The scope of the issue is enormous. The Defense Department oversees some 25 million acres of military bases and other training facilities. The military's pollution problems - including corroding bombs and rockets, and old chemical munitions now outlawed - date back over a century.

Over the years, military facilities have come to include 131 hazardous-waste sites on the federal Superfund priority list. They are also home to more than 300 threatened or endangered species. Ironically, the pressures of nearby urban development (especially in places like southern California) have turned military ranges into prime habitat.

"As a member of the Armed Services Committee I have heard many times how endangered species affect the activities of our military," says Sen. James Inhofe (R) of Oklahoma, who also chairs the Senate Environment and Public Works Committee. The US Marine Corps' Camp Pendleton in southern California, for example, is home to 18 listed species - from the bald eagle to the Riverside fairy shrimp.

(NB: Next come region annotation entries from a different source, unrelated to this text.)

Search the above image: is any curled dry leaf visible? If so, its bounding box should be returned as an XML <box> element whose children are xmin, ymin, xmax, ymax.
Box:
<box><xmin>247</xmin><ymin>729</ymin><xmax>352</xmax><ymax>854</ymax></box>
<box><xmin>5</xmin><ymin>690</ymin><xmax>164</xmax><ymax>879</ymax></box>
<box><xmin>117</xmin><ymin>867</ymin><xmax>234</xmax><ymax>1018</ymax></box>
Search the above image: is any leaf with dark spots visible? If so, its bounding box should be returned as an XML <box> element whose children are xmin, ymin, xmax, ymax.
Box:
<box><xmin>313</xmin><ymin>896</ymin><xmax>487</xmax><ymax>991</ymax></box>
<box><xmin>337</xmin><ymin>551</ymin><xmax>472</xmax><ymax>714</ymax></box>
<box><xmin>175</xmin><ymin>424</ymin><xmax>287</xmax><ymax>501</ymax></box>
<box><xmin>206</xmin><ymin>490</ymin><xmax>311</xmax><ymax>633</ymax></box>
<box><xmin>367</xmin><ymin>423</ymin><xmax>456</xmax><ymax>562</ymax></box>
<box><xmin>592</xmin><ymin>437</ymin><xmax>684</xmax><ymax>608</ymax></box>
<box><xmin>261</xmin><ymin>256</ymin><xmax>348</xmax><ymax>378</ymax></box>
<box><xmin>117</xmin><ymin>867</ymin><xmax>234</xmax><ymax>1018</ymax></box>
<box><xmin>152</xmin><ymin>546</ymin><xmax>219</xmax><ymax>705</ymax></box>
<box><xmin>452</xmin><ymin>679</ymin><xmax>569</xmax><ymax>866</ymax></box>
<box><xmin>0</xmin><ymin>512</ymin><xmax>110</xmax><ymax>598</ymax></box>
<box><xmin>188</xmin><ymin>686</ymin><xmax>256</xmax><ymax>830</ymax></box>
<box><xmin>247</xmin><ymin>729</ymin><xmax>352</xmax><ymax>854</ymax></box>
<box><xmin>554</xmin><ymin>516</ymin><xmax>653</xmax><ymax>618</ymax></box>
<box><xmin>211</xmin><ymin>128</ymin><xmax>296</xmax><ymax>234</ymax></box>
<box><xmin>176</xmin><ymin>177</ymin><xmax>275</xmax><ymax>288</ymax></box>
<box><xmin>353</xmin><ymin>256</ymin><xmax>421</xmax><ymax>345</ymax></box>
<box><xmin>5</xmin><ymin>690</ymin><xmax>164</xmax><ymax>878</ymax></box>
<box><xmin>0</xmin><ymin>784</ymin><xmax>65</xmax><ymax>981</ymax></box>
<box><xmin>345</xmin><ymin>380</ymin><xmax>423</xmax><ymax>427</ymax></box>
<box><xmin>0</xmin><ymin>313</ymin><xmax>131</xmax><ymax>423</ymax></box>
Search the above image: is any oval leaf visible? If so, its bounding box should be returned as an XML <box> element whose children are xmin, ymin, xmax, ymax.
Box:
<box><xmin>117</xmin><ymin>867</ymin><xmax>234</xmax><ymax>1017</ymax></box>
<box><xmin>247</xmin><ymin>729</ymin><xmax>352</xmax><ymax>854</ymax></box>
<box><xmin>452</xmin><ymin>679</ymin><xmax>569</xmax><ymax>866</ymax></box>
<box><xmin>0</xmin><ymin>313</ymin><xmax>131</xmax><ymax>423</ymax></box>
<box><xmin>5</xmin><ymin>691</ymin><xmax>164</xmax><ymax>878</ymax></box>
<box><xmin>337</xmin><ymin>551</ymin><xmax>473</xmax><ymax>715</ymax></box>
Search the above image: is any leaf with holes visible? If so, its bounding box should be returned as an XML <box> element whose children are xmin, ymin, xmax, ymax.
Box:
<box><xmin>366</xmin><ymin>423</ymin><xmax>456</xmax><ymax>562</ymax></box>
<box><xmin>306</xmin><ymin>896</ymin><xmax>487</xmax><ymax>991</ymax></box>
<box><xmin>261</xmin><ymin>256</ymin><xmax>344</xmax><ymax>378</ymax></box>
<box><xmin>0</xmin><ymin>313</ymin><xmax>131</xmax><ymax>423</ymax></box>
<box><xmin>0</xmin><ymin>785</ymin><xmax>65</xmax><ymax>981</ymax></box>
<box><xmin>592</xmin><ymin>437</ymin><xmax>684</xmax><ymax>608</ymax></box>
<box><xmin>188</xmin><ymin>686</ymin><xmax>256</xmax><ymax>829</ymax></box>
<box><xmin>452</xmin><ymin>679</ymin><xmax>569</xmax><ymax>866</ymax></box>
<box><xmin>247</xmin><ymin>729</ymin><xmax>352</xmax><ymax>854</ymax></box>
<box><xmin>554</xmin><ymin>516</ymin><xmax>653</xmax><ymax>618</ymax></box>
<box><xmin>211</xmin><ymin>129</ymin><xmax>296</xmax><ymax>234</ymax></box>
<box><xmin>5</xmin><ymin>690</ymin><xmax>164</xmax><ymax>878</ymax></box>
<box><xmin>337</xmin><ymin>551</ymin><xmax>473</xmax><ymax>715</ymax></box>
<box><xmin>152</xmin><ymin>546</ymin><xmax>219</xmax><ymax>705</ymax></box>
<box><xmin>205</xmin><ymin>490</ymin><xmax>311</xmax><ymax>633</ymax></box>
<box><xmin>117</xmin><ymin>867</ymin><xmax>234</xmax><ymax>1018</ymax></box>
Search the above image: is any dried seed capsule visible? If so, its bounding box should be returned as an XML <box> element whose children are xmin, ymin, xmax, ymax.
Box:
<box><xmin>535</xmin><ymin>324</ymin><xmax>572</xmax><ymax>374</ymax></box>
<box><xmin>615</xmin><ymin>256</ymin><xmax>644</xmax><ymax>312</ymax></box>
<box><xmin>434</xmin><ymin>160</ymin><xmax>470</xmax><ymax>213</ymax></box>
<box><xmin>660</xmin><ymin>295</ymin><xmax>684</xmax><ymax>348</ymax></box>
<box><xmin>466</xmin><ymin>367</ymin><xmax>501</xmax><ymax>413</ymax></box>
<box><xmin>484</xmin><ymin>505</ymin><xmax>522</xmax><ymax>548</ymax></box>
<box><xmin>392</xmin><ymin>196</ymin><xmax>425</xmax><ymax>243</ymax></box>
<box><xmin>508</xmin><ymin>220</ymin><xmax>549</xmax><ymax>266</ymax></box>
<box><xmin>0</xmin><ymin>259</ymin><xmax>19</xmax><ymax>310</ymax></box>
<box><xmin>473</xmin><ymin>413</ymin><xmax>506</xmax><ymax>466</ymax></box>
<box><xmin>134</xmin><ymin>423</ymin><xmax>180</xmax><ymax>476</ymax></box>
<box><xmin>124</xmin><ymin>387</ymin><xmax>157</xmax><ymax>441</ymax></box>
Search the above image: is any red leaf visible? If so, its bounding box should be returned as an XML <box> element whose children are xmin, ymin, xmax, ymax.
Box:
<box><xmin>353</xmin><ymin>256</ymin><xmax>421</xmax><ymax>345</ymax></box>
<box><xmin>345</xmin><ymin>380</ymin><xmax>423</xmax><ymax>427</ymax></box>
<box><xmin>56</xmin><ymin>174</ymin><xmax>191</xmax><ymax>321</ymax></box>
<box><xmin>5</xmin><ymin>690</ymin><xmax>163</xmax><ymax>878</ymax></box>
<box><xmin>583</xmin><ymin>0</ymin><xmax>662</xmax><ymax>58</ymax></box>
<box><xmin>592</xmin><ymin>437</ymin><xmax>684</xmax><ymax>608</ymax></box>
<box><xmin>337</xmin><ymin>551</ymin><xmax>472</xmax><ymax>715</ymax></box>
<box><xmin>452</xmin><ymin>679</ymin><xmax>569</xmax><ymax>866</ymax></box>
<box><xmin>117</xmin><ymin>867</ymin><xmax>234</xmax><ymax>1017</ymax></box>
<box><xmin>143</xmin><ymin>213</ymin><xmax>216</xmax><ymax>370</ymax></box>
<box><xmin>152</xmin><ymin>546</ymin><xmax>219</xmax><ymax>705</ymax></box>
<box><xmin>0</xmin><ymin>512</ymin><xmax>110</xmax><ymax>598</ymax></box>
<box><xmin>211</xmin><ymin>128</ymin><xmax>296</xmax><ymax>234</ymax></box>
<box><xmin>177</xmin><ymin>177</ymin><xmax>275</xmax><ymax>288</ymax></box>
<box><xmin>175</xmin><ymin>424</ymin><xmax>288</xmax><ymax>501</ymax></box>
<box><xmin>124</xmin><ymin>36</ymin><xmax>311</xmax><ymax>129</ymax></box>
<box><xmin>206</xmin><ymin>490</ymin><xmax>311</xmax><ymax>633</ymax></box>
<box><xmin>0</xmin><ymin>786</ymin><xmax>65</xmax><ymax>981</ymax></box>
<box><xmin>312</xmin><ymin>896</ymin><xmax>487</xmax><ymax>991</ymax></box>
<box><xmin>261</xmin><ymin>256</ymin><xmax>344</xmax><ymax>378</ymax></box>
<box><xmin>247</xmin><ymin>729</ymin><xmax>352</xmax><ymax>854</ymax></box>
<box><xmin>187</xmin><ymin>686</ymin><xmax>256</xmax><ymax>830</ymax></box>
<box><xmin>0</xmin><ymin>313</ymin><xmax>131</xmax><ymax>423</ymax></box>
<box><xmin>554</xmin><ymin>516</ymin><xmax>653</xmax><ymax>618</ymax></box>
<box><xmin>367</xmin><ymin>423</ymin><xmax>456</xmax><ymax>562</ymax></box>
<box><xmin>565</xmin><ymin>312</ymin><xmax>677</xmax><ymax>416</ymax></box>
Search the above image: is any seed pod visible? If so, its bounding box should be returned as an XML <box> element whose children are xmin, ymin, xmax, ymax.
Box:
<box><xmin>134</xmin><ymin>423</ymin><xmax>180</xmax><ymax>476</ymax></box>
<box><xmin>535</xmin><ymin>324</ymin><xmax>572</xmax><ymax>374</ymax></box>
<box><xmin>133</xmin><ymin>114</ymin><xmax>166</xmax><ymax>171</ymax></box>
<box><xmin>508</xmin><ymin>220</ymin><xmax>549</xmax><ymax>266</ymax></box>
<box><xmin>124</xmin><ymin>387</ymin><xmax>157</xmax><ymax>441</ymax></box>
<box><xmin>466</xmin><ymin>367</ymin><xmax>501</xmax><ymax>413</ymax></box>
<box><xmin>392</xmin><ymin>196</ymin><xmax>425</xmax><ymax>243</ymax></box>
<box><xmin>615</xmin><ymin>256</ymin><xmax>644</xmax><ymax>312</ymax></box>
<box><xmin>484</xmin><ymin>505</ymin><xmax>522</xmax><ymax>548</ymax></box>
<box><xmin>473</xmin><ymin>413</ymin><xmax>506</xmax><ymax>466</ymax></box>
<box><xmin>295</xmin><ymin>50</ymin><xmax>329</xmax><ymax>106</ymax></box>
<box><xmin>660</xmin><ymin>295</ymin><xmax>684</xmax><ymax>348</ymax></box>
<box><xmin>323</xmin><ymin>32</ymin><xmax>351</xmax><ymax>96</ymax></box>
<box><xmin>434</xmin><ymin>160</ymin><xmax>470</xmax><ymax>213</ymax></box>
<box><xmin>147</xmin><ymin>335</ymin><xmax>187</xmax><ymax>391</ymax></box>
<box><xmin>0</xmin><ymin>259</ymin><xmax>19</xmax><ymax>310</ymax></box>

MEANWHILE, officials say, newer war-fighting equipment, like aircraft and tracked vehicles, and modernized force structure - part of the much-vaunted "military transformation" - demand more space to practice combat.

In congressional testimony, senior military commanders and Pentagon civilians have warned that combat units are finding it harder to "train like we fight" - the military mantra for achieving readiness. This year, Defense Secretary Donald Rumsfeld warned lawmakers that without waivers to environmental laws, "We're going to end up sending men and women into battle without the training they need."

Lawmakers asked the General Accounting Office, Congress's investigative arm, to look into the issue. The result of that study, according to the GAO, "showed that very few units reported being unable to achieve combat-ready status due to inadequate training areas." Still, the GAO cautioned, "Over time, the impact of encroachment on training ranges has gradually increased ... exacerbated by population growth and urbanization."

That increasing encroachment on military training ranges - especially at a time when US military men and women are being killed and wounded in Iraq - is a strong argument for lawmakers who have been wanting to weaken or even do away with the Endangered Species Act.

Making a case for giving the Navy a break under the Marine Mammal Protection Act may be harder. Many marine biologists believe that the Navy's powerful sonar systems seriously affect and in some cases permanently damage the animals' means of communication and navigation, sometimes driving them into a frenzy in which they beach themselves and die.

Three years ago, 16 beached whales were found in the Bahamas after the Navy conducted sonar exercises in the vicinity. Seven died - apparently the victims of severe sound pressure that caused cranial hemorrhaging. Whales also beached themselves shortly after exercises in Greece, California, and the Canary Islands.

"Exempting the Pentagon from these laws will allow the military to threaten whales, dolphins, and other marine mammals with sonar and underwater explosives, and destroy the habitat of the endangered birds and mammals that live on the 25 million acres it controls across the country - with next to no environmental review," says Karen Wayland of the Natural Resources Defense Council.

In recent years, the Defense Department has spent billions cleaning messes and adjusting its way of doing things to account for a new environmental ethic. "To its credit, the Defense Department has a leadership record in several areas of endangered-species conservation," says John Kostyack, senior counsel with the National Wildlife Federation. "It can build on that record without altering the Endangered Species Act, while fulfilling its primary mission without compromise."